2 is a flow chart showing a program of an application unit shown in FIG.

FIG. 3 shows the X. It is a flowchart which shows the program of 25 modules.

FIG. 4 is a diagram showing an example of changes in the count value of a transmission data counter, the count value of a transmission counter, and the count value of a reception counter in the case of modulo 8.

FIG. 5 is a system configuration diagram showing the concept of a conventional POS communication system.

6 is a diagram for explaining a protocol between the application program layers shown in FIG.

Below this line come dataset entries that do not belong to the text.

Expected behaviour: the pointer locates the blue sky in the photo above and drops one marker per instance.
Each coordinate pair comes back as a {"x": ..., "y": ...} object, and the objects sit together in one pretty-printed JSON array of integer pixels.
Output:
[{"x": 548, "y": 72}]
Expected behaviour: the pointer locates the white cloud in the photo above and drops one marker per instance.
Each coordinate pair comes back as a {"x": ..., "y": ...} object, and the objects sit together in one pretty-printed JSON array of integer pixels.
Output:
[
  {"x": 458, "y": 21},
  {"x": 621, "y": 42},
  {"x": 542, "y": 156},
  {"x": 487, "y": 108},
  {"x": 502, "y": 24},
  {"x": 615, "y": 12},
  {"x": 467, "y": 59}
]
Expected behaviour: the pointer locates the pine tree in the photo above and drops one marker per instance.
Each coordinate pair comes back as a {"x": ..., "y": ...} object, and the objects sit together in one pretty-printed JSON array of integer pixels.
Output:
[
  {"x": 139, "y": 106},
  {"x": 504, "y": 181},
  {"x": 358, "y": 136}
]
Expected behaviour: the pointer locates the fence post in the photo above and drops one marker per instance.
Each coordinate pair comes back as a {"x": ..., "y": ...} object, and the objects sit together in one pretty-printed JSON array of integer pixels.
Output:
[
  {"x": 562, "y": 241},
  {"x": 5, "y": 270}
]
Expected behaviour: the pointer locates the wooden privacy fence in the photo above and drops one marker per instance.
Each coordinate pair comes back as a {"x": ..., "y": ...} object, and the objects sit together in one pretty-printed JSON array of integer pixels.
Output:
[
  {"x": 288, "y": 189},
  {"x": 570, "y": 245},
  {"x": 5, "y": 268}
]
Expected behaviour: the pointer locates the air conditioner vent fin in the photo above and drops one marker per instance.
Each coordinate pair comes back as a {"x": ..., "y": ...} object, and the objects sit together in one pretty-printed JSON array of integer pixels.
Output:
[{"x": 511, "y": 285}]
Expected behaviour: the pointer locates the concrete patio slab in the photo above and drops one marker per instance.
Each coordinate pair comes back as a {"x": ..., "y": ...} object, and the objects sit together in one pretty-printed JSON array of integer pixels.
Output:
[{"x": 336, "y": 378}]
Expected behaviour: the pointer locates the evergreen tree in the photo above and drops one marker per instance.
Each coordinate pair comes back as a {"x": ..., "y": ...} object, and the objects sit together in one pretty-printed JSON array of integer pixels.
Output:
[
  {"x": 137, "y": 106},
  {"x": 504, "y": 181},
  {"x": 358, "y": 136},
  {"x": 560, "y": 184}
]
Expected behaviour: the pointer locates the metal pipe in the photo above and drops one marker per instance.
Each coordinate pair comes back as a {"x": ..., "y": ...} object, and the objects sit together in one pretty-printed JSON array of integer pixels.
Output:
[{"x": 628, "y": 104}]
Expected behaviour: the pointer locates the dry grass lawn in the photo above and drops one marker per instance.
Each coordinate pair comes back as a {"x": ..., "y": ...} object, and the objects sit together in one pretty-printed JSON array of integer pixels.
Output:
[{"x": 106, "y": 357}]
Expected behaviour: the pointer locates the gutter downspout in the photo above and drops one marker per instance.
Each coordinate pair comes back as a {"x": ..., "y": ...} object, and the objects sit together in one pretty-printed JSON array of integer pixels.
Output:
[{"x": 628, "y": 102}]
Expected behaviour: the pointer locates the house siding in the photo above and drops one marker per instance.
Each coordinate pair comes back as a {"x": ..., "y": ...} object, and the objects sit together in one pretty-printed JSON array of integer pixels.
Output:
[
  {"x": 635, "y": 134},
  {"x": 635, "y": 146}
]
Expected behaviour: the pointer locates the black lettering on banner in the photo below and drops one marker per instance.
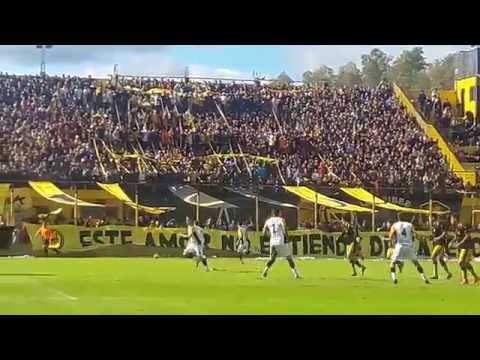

FIG. 7 is a flowchart for explaining the operation of the POS communication system shown in FIG.

[Explanation of symbols]

 A, B POS terminal device 10 Application unit 11 Register 20 X. 25 modules 21 transmission buffer 22 transmission data counter 23 transmission counter 24 reception counter CNT transmission data count value Ns transmission count value Rs reception data count value DT transmission data packet RR reception response data packet

Claims (3)

[Claims] 1. A data communication system having a communication protocol capable of continuously transmitting data packets between a plurality of terminal devices, wherein each of the plurality of terminal devices executes a first application program. And a second part provided below the first part for executing a communication program, the second part including the number of transmission data packets and a response from the partner terminal device to the transmission data packets. A data number difference from the number of received data included in the data packet is held, and the first part checks the data number difference held in the second part in response to the reception of the response data packet. A data communication system comprising: 2. The communication protocol is X. The data communication system according to claim 1, which is a 25 protocol. 3. The second part counts the number of transmitted data packets, counts the number of received data included in the response data packet, and calculates the difference between the counted number of transmitted data packets and the number of received data. The data communication system according to claim 1, wherein the data communication system holds.